Oops. There’s a scary word: “database.” If you’ve used products like Microsoft Access, I can understand (though I hear it has gotten better but I’m skeptical). Not all databases are bad, though. When done correctly, they can make life easier. Dynamic websites are often run by databases. Google runs off many many databases. There has to be some efficient way to track and store those millions of search queries every hour or so, right? So the word may seem scary, but databases are pretty useful.

So the Writer’s Tools has a timer function that tracks your time on a document and lets you store it in the accompanying WriterDB. Then there is this other nifty feature called MiniInvoices: “a customizable invoicing solution for writers. miniInvoices is built with OpenOffice.org Base and relies on the Sun Report Builder extension. The solution features support for multiple currencies and basic reporting capabilities. The latter allows the user to generate print-ready invoices and earning reports.”

At the moment, the timer function does not hook into the miniInvoices feature, and the Timer does not start/stop automatically when you open/close a file. I posted a comment on the site, and the developer responded that the miniInvoices integration is under consideration for a future release.

When I mention this small set back, many people throw up there hands and start that “not different that MS Office” speech, until I ask “Well, where is the Timer function in MS Word?” There is silence, followed by “Is there a Timer function is MS Word?” I’m told there is, but have yet to find it, or anyone who uses it.

Do any of you?

And good luck hooking a Microsoft product to a non-Microsoft product to generate a Client bill. Not saying it isn’t doable, but it seems people use a different billing system that doesn’t necessarily communicate well with Microsoft. The “proprietary walled garden” cuts off communication. The source code for Writer’s Tools, however, is freely available under the GNU GPL. The “proprietary walled garden” has no walls, so communication is open, flowers are free to bloom where they please. There is no barrier in connecting different computer software applications together in order to produce an end result, such as a Client bill.

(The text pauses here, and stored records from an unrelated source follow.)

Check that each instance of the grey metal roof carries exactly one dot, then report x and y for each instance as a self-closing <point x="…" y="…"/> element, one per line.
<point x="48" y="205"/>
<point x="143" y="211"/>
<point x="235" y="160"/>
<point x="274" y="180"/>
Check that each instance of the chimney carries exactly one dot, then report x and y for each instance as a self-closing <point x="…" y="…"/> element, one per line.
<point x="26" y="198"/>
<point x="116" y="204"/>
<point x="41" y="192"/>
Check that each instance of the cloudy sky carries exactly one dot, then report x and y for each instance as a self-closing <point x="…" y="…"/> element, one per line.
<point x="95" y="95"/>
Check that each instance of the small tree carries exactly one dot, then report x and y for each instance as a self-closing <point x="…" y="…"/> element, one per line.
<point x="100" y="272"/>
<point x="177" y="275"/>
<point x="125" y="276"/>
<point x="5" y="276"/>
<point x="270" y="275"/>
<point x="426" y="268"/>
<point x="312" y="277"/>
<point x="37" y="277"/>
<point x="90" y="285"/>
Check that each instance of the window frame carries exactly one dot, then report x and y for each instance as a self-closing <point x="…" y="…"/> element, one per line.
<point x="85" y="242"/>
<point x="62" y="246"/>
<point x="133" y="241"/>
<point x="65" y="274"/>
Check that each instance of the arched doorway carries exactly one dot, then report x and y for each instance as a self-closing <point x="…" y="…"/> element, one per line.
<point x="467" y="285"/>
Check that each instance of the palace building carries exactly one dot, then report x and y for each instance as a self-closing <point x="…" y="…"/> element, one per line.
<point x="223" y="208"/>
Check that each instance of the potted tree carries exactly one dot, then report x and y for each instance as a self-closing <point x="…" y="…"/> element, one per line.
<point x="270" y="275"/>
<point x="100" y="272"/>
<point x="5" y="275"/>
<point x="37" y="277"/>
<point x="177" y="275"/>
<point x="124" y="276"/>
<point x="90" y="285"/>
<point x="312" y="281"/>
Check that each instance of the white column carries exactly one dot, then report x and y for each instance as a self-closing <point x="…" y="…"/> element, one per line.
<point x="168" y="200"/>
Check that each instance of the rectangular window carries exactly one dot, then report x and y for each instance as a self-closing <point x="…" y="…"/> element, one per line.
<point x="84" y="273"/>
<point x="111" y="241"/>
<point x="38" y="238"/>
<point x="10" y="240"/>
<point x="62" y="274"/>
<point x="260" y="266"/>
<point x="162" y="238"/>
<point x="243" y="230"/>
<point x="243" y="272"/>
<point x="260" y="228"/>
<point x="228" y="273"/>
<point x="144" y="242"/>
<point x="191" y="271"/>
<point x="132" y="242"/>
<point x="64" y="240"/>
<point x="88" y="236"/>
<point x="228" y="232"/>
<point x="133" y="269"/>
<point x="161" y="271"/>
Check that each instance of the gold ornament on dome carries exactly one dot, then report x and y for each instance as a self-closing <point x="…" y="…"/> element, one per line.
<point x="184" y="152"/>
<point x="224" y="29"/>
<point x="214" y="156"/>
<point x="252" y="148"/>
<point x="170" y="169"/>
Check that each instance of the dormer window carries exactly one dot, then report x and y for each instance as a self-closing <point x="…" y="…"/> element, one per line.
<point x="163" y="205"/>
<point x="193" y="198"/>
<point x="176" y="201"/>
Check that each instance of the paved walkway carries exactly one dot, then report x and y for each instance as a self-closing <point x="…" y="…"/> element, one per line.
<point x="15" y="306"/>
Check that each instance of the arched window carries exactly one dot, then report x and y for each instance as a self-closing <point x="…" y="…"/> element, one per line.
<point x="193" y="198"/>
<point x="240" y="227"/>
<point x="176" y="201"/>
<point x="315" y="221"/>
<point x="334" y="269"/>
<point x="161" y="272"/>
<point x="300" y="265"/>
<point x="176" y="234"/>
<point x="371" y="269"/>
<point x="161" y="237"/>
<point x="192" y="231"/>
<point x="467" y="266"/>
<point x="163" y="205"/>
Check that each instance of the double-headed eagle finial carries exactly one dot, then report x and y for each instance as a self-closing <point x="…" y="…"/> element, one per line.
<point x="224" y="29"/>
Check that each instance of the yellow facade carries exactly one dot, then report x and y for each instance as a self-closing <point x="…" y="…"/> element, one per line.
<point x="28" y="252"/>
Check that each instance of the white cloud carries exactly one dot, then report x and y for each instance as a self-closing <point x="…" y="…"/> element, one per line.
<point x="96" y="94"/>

I’m curious…how many steps does it take to create a Client bill? Do you keep a spreadsheet that gets imported into computer software such as Quicken? Everyone seems to have their own methods, and they all have tricks they’ve learned but also wonder why technology can’t help automate some of these tasks. There is an open source solution…

So “freely available” and “to change and alter” mean that you don’t have to pay anything to get the computer software AND the source code, you less likely to get sued for infringement for tinkering with the source code and in the end, you’ll have a more streamlined, productive business side so you can focus on doing what you do best: lawyering.

OpenOffice.org is just one example, and comes readily to mind as I have been using it for a project the last two months. I work on a MacBookPro, and the Client sends me documents in .docx but I have MS 2004, which can’t read .docx, so I use OpenOffice.org. Problem solved!